Completed (as of initial scaffold, ✅)¶
| Component | Files | Lines | Status |
|---|---|---|---|
| Memory Manager | budget.cpp, kv_cache.cpp, pool.cpp | ~300 | ✅ Implemented, tested |
| Jetson HAL | power.cpp, thermal.cpp, sysinfo.cpp | ~250 | ✅ Reads sysfs, tested |
| CUDA Kernels | 6 .cu files | ~500 | ✅ Implemented, 5 correctness tests pass |
| GGUF Config Parser | model.cpp (load_gguf_config) | ~80 | ✅ Reads model architecture |
| GGUF Tensor Parser | model.cpp (parse_tensor_infos) | ~150 | ✅ Parses tensor name/shape/offset |
| Weight Mapping | model.cpp (load_and_map_weights) | ~80 | ✅ Maps tensor names → struct pointers |
| Tokenizer | tokenizer.cpp | ~160 | ✅ Reads GGUF vocab, encode/decode |
| Sampling | sample.cpp | ~120 | ✅ Top-k, top-p, temperature, repeat penalty |
| Transformer Forward | decode.cpp (transformer_layer) | ~100 | ✅ Wires all 12 ops per layer |
| Decode Loop | decode.cpp (generate) | ~80 | ✅ Prefill + decode + streaming |
| CLI | main.cpp | ~120 | ✅ Interactive + single prompt + OOM pre-check |
| HTTP Server | http_server.cpp, main_server.cpp | ~250 | ✅ /health, /v1/chat/completions, /v1/models |
| Scripts | setup, bench, profile | ~180 | ✅ First-time setup, benchmark, nsys profiling |
| Tests | test_memory, test_kernels, test_model_load | ~280 | ✅ Memory, 5 kernel tests, 8 model load tests |
| Total | 30 files | ~4,200 | (scaffold; see production repo for current ~10 k LOC) |
Initial bugs that were fixed during bring-up (✅, historical)¶
| # | Bug | Fix applied |
|---|---|---|
| 1 | GGUF KV skip miscalculated offsets | Rewrote with exact GGUF type sizes via gguf_scalar_size() helper; arrays of scalars skip in one fseek |
| 2 | Residual connection not chained | Added vec_add() kernel: x2 = x + attn_proj, then x = x2 + ffn_out |
| 3 | Embedding memcpy wrong direction | Changed to cudaMemcpyDefault (works for both host mmap and device memory) |
| 4 | Missing <sys/mman.h> include |
Added #include <sys/mman.h> |
| 5 | CUDA graph body empty | Implemented full graph capture: all transformer layers + final norm + logit projection |
| 6 | Attention accumulator acc[d%4] |
Replaced with per-dimension s_out[head_dim] in shared memory |
| 7 | FP16 logits, no FP32 | Added fp16_to_fp32() GPU kernel; convert on device before D2H copy |
| 8 | Tokenizer O(V×L) scan | Added token_to_id_ hash map + max_token_len_ for O(max_len) longest-match |
The Path A → I work in the production repo addresses an entirely different class of issues (kernel architecture, memory layout, correctness/perf tradeoffs at scale).
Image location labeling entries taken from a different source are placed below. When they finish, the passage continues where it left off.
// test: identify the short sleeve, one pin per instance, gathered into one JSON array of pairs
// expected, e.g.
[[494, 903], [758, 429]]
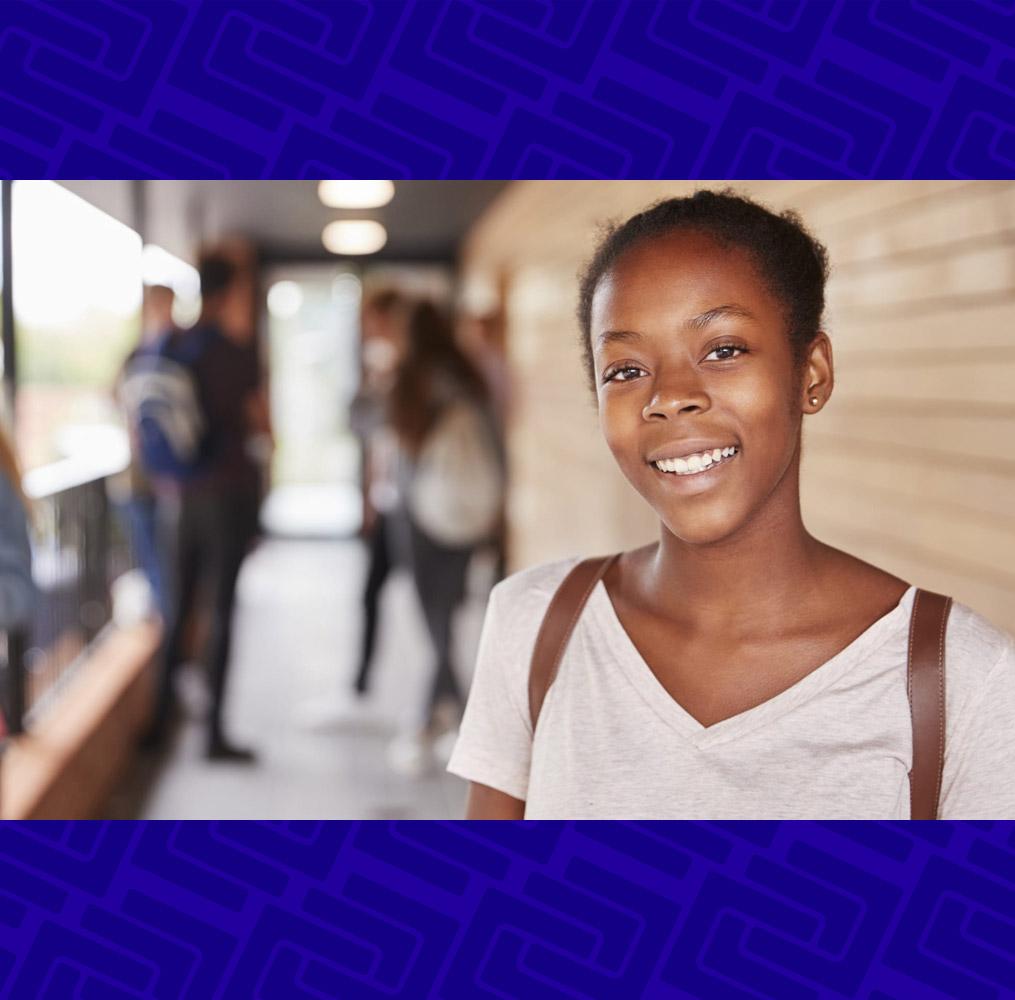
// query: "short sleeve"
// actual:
[[494, 743], [979, 755]]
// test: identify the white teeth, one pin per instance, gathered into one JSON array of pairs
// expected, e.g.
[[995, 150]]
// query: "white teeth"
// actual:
[[695, 463]]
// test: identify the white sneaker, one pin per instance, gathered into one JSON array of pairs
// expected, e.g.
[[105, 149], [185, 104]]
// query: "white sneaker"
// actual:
[[444, 746]]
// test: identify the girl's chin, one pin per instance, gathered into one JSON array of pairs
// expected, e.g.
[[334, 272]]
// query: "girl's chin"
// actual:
[[705, 528]]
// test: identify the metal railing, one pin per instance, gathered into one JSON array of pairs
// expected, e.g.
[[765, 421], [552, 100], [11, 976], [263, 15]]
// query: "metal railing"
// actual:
[[79, 548]]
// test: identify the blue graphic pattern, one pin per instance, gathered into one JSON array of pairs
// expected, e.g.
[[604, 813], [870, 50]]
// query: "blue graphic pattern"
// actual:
[[461, 88], [506, 910], [508, 88]]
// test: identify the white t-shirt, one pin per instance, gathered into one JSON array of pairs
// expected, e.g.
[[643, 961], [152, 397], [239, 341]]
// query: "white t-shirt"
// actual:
[[612, 743]]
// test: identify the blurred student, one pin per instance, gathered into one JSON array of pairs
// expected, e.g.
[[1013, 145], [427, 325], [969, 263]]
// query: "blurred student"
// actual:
[[218, 494], [136, 494], [17, 592], [384, 318], [451, 485]]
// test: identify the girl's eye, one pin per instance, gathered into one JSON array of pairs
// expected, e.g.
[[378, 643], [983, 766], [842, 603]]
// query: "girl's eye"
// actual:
[[725, 352], [623, 374]]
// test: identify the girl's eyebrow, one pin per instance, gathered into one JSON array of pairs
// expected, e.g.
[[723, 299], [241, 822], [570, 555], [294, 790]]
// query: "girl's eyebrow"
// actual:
[[700, 321], [616, 336]]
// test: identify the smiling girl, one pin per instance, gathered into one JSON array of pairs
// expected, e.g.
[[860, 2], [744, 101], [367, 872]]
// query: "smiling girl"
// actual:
[[738, 667]]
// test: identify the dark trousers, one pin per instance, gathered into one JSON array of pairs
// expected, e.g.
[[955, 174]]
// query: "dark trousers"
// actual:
[[380, 568], [140, 515], [440, 575], [213, 532]]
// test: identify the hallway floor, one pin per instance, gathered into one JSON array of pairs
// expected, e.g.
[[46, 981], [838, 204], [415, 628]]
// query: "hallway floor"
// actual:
[[297, 631]]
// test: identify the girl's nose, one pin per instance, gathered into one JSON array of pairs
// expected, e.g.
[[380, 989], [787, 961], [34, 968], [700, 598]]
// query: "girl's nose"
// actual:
[[675, 396]]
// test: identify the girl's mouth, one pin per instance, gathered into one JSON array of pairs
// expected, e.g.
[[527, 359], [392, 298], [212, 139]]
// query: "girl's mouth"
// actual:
[[691, 465]]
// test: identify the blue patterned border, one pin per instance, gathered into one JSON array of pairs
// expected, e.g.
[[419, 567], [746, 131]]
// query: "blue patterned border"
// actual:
[[506, 910], [508, 88], [470, 88]]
Original v0.1 → v0.4 milestone roadmap (✅ delivered + extended)¶
v0.1 — First Tokens (DONE → see alpha.2 in production repo)
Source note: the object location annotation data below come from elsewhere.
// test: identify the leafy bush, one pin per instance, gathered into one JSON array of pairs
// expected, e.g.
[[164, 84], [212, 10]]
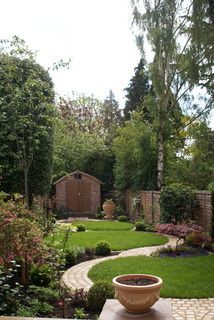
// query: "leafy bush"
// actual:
[[120, 211], [70, 258], [46, 294], [79, 313], [10, 291], [198, 239], [177, 202], [78, 298], [122, 219], [89, 251], [35, 308], [99, 293], [81, 228], [176, 252], [150, 227], [211, 186], [42, 275], [140, 226], [179, 230], [100, 214], [102, 248]]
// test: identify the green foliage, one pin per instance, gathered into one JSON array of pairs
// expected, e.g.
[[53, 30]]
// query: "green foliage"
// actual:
[[11, 292], [35, 308], [70, 258], [136, 156], [193, 165], [140, 226], [177, 202], [26, 122], [89, 149], [90, 251], [100, 215], [81, 227], [78, 298], [120, 211], [42, 275], [122, 218], [99, 293], [211, 186], [144, 226], [79, 313], [139, 88], [102, 248], [198, 239]]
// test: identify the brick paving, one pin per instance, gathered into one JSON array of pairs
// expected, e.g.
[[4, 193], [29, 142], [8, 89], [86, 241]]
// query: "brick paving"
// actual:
[[183, 309]]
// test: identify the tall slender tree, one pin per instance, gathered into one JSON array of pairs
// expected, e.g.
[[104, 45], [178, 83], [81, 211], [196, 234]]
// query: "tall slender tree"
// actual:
[[138, 89], [165, 24], [26, 117]]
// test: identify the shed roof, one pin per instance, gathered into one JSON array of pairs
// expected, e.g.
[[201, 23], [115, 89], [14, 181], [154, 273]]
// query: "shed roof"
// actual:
[[77, 172]]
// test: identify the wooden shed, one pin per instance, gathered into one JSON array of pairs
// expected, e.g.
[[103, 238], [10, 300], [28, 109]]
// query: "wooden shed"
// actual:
[[79, 192]]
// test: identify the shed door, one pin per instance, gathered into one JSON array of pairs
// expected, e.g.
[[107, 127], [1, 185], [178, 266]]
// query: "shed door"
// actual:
[[78, 195]]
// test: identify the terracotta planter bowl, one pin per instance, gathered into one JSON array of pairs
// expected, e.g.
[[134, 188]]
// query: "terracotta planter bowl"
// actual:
[[137, 298]]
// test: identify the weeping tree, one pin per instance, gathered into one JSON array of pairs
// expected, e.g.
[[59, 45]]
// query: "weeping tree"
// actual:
[[168, 25]]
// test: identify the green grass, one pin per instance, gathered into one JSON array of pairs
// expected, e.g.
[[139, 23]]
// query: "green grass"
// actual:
[[119, 240], [182, 277], [105, 225]]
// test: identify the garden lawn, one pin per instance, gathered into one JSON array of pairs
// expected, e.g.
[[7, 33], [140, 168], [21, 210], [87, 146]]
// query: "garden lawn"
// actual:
[[105, 225], [182, 277], [118, 240]]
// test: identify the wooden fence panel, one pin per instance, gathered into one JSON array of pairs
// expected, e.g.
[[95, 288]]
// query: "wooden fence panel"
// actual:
[[152, 212]]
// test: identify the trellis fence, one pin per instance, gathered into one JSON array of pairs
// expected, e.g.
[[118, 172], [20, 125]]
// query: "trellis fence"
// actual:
[[148, 201]]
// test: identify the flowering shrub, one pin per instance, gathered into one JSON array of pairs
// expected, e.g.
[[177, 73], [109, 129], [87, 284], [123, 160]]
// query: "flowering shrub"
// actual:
[[179, 230], [21, 238], [192, 233]]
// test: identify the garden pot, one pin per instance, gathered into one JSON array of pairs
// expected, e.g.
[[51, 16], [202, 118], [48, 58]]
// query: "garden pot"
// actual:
[[109, 209], [137, 292]]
✅ All 8 bring-up bugs fixed
✅ Build on Jetson (cmake + make)
✅ test_model_load passes with Qwen3-4B Q4_K_M
✅ Generate coherent text
v0.2 — Benchmark Baseline (DONE → alpha.2 baseline established)
✅ bench.sh produces tok/s numbers
✅ Compared against llama-bench (17.97 tok/s pp18 baseline)
v0.3 — Performance Target (DONE → exceeded in alpha.8)
✅ >20% faster than stock llama.cpp on decode (decode: parity; prefill: +115%)
✅ CUDA graph replay verified working
□ Memory-stable over 1000+ tokens (soak harness shipped, full run pending — issue #4)
v0.4 — Production Ready (DONE → v1.0.0)
✅ Chat template support + SSE streaming
✅ Multi-turn conversation (Path F persistent KV)
✅ Documented performance table across releases (CHANGELOG.md alpha.2 → v1.0.0)
□ 24-hour stability test (issue #7, scheduled post-v1.0)
License¶
MIT — same as the production repo, on purpose. The runtime is infrastructure that other projects should be able to embed cheaply.